Whilst some believe, that all people with more wealth in this area would be part of the problem, others hoped, that finally, all people would get it, and see how incredible and incompetent the leadership of the conservative Council of RBKC was since decades. So far, the prime minister Theresa May had admitted that the council was precisely this after the inferno when it did not act appropriately and fast enough. One observer, who did not want to be named, put it however in these words: The new ones, that arrive with much wealth would not buy property here, if it was not for the proud history of the area and with its immigrants, Portuguese cafes, Moroccan bazaars, Caribbean history and presence, Spanish school, the artists, the market and the Notting Hill Carnival. I mean if it was not like this they could move to other areas. At best I hope that Grenfell opens people’s eyes that the plans of the council could destroy precisely that, which is important to many.” How much people will understand will become evident in the 2018 local elections.

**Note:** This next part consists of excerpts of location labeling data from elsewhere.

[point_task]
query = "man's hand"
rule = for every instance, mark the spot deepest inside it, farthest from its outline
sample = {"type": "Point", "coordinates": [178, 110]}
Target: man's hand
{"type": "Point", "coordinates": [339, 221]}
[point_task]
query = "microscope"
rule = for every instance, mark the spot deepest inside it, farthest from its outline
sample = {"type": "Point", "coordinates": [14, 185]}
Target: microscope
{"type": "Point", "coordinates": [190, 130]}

One symbol of the unification of the community post-Grenfell was an art piece by local artist and community activist Sophie Lodge. During Carnival 2016 she created a massive heart in whose middle the name Community stood. On the day after the inferno, she asked the community to make art contributions with such hearts, Every day up until the beginning of the carnival this year she occupied Portobello Park and made these hearts with whoever wanted. Some will be carried also by the dance bands during the carnival,” she explained.

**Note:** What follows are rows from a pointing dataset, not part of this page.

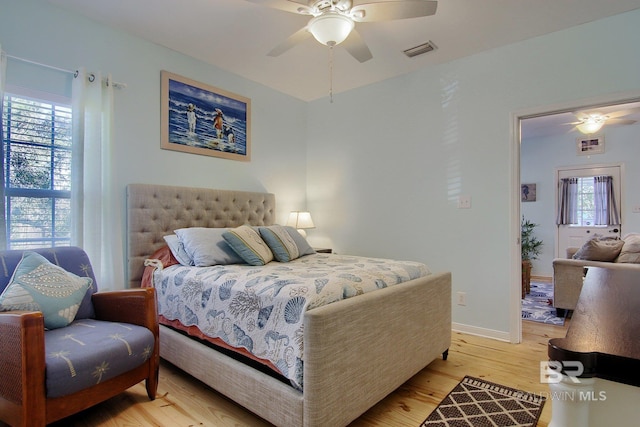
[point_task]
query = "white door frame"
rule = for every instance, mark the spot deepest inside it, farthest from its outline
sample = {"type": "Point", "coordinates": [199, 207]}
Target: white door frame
{"type": "Point", "coordinates": [515, 309]}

The community decided early on, that Carnival should take part in spite of the sorrow. It shows that we are still here”, declared Francis Pepe. and added that there will be a minute of silence during the carnival as well as religious ceremonies before the carnival, and possibly quiet marches when the bands pass by near the Grenfell Tower. In some ways, music is not necessary there. The black shameful form of the tower demands respect itself and tells the story of an impoverished neighbourhood, of lost human lives now and then, and the fight for dignity against an arrogant and ignorant council. A community in which people of all backgrounds grew together, and who have any reason to be celebrated by others in one of the biggest parties of the world, actually. Never lesser so than now.